Je le disais, l’environnement dans lequel je vis aujourd’hui m’aide à maintenir une forme de stabilité. Depuis la semaine dernière, avec le temps favorable qui s’y prête, marcher ou m’activer dans le jardin est vital pour moi. D’autant que dans le désert médical de la Charente, je n’ai pas trouvé la qualité du suivi psychiatrique que j’avais à Paris. Un suivi qui ose tordre les classifications pathologiques qui cloisonnent, un suivi qui ne pathologise pas à tout bout de champs, mais singularise un fonctionnement psychique et qui m’a appris à ouvrir mon rapport au réel vers des représentations alternatives. C’est en la personne d’une psychologue que je maintiens un minimum ce suivi régulier ici. La psychiatre n’est disponible que tous les deux à quatre mois, et ne s'attarde que sur l'aspect biochimique. C'est mon dealer légal.
Depuis ce matin, nous voilà donc encore plus restreint.e.s dans nos mouvements.
Non, je ne dérogerai pas à ma marche quotidienne en solitaire de plus d’un kilomètre. À mon parcours intensif qui ne répond à aucune règles de traçage et ne comptabilise pas les pas et les mètres parcourus. C’est mon seul remède actuel contre la décompensation. Je ne la troquerai pas contre quelques drogues légales qui m’abrutissent et me coupent de l’extérieur. Si j’appréhende la pluie prévue dans quelques jours car elle me réfrénera dans mes ardeurs, je saurais la dépasser, et c’est avec moins d’anxiété que face à cette police sanitaire inadaptée aux situations singulières et aveugle à l’équilibre psychique de l’être.

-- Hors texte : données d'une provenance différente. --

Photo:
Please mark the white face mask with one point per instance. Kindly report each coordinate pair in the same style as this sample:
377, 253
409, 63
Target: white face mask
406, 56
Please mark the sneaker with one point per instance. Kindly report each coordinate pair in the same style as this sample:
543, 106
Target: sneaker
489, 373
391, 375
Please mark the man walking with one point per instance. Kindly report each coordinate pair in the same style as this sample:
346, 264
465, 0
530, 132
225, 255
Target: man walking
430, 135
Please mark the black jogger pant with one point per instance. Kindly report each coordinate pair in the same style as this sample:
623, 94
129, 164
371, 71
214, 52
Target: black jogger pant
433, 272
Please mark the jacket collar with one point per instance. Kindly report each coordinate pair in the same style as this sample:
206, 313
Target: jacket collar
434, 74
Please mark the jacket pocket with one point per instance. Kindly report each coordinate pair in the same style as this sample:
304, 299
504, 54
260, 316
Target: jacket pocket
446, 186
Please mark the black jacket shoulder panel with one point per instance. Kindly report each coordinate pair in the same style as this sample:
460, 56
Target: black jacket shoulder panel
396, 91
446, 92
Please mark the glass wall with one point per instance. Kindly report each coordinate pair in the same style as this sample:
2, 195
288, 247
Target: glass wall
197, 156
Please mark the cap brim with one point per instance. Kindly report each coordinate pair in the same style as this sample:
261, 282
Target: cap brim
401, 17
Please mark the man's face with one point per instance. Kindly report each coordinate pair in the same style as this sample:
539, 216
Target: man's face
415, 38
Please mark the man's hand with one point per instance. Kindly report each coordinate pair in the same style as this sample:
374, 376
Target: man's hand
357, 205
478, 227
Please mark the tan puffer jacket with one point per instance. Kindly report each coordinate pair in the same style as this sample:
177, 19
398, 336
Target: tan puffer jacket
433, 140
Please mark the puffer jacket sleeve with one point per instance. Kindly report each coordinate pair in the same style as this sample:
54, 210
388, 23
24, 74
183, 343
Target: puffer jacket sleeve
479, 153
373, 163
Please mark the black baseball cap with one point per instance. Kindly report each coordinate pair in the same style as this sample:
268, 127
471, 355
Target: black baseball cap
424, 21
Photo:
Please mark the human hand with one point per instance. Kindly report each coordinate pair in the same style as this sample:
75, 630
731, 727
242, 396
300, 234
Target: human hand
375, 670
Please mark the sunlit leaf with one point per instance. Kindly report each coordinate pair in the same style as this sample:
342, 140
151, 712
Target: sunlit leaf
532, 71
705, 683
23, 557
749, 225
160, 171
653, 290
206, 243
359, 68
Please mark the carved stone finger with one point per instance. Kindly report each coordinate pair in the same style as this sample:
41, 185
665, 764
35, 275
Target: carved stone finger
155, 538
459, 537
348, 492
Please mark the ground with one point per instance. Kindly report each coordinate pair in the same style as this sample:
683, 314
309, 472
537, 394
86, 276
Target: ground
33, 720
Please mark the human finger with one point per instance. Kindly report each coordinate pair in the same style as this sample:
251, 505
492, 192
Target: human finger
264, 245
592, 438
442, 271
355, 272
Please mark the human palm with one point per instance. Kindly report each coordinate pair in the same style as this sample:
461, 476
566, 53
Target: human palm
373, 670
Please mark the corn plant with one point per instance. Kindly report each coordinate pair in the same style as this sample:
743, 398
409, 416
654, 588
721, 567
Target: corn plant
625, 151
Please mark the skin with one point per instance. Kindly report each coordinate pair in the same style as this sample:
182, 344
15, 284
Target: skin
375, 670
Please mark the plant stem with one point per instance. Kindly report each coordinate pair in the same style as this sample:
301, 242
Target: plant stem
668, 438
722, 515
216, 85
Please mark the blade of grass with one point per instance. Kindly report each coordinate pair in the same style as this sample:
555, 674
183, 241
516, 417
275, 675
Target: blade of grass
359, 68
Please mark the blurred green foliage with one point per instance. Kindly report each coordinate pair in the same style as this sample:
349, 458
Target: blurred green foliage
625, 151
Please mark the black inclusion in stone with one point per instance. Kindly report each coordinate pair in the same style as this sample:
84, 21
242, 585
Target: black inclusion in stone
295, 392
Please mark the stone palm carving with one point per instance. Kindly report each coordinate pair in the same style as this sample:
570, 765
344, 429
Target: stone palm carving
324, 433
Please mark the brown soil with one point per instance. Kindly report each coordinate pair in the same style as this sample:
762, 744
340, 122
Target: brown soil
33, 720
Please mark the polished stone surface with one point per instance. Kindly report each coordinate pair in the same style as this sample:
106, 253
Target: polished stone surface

Du reste, cette question de la santé psychique en ces temps de coronavirus est peu discutée dans les médias. À part quelque conseils improbables de certains psychiatres préconisant la méditation à l’ensemble de la population que les plus médiocres gourous du développement personnel seraient capables d’administrer, je n’ai à ce jour trouvé aucune analyse approfondie de la question. Avis à celles et ceux qui en auraient.
Je signale juste une mention sur le site de France3 occitanie et surtout le blog de yohann r. Infirmier hôpital publique - Psychiatrie adulte, sur Médapart.
Je remercie le centre médical où je suis suivi pour son soutien et qui a répondu sans faute afin de prolonger sans consultation ma prescription. La permanence téléphonique est en place et fonctionne.